RikkiGibson commented 3 years ago

This proposal was written with the intent to sidestep the concept of refs to refs. Even if we added the ability to pass ref arguments to type parameters in general we still might sidestep this concept.

That said I would be interested to hear any arguments in favor of refs to refs and to hear more about your use case.
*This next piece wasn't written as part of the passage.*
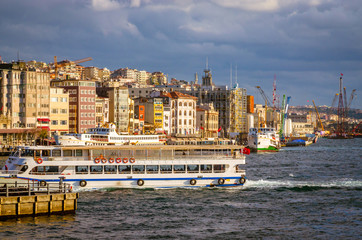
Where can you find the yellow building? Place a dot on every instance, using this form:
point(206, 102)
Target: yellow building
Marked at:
point(59, 111)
Sergio0694 commented 2 years ago

For instance, consider these two APIs we've added to the CollectionsMarshal type in .NET 6 (issue):

public static class CollectionsMarshal
{
    /// <summary>
    ///  Gets a reference to the value associated with the specified key, or returns Unsafe.NullRef<TValue>
    /// </summary>
    public static ref TValue TryGetValueRef<TKey, TValue>(Dictionary<TKey, TValue> dictionary, TKey key, out bool exists);

    /// <summary>
    ///  Gets a reference to the value associated with the specified key, or inserts it with value default(TValue).
    /// </summary>
    public static ref TValue GetValueRefOrAddDefault<TKey, TValue>(Dictionary<TKey, TValue> dictionary, TKey key, out bool exists);
}

They were unable to follow the proper TryFoo pattern in C# and instead settle for this arguably extremely clunky signature due to the inability to return a ref to a ref. Ideally you could write equivalent APIs but with a more intuitive signature, ie:

public static bool TryGetValueRef<TKey, TValue>(Dictionary<TKey, TValue> dictionary, TKey key, out ref TValue value);

public static bool GetValueRefOrAddDefault<TKey, TValue>(Dictionary<TKey, TValue> dictionary, TKey key, out ref TValue value);

Which would allow you to use them with the familiar and idiomatic try-something pattern:

if (CollectionsMarshal.TryGetValueRef(map, out ref value))
{
    // Do something with the value ref
}

Now, this is just an example, but I can see something like this being generally useful as another option for people writing more lowlevel APIs. It's not unlike having methods taking T** (which is relatively common in lowlevel APIs), with the extra flexibility here that you could also use this on non-pinned target locations. This is arguably niche and might not be worth a separate proposal, but if this is something that could just "come naturally" from a general extension to type arguments in general without too much specific work, it would certainly be nice to have in some scenarios 😊

(joking for a second, I'll also say that of course given that resources are limited, if the decision was made to extend generics in general and I could choose, I'd take being able to use pointers and ref structs in generics over this any day, because right now those limitations are an absolute chore to work around and generally much, much more impactful than this for devs 😄)